Filistin’de yaptığı zulümler ve toprak gaspları nedeniyle BM’de İsrail aleyhine defalarca karar alınmış ama hiçbir yaptırım uygulanmamış.
“Bir NATO üyesine yapılmış saldırı bütün üyelere yapılmış gibidir.” maddesi gereği 11 Eylül saldırısı gerekçe gösterilerek bütün NATO üyesi ülkeler seferber edilmiş ve Afganistan ile Irak işgal edilmişti.
Peki yıllardır NATO üyesi Türkiye’yi tehdit eden ve on binlerce vatan evladımızın şehit olmasına sebep olan PKK ve türevleri terör örgütlerine karşı ne yapılmış? Hiçbir şey yapılmadığı gibi teröristleri kollayıp gözettiler bile.
Daha dün gibi Bosna da soykırım yapılırken bu kuruluşlar neredeydi? Hiç müdahale etmediler fakat ne zaman Mücahitler cepheleri birer birer kazanmaya başladı hemen müdahale edip Dayton Anlaşmasını dayattılar.
Türkiye, AB’ye girmek için 62 yıldır uğraş veriyor. Elde ne var? Koca bir sıfır.
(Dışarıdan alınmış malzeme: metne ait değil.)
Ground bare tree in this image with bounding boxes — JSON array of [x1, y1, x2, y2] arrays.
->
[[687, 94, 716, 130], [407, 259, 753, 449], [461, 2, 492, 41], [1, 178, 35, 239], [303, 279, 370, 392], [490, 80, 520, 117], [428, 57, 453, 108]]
Türkiye için, “Kapıya bağlayalım ne gidebilsin ne de içeri girebilsin.” bile demediler mi?
Şimdi İsveç bizim Avrupa Birliğine girişimize “Evet” diyecekmiş. Ne büyük bir lütuf değil mi? Bu birliği biraz bilen AB’nin asıl gücünün Fransa ve Almanya olduğunu, diğer ülkelerin sözünün bir hükmünün olmadığını bilir.
İslam ve Türkiye düşmanı faaliyetleri aleni destekleyen İsveç, NATO’ya girince bu tavrından vaz mı geçecek?
İsveç’in NATO’ya alınmasına Cumhurbaşkanımız onay vermiş ve meclise havale etmiş. Başta ABD’liler olmak üzere Batılılar başarımızı yere göğe sığdıramıyor! Ne aldık, ne verdik? Bize uzak bilemiyoruz. Bunu zaman gösterecek fakat bildiğimiz bir şey var o da bu işte bizi övüyorlarsa kesinlikle onlar kazançlıdır ve biz kaybetmişizdir!
Biz çok üretmeliyiz ki güçlü olabilelim. Güçlü olalım ki dik durabilelim. Yoksa bu cari açık, bu ekonomi ile ne dik durabilir ne de aynısı ile mukabele edebiliriz ve maalesef rakiplerimizin yalancı övgüsüyle övünür dururuz.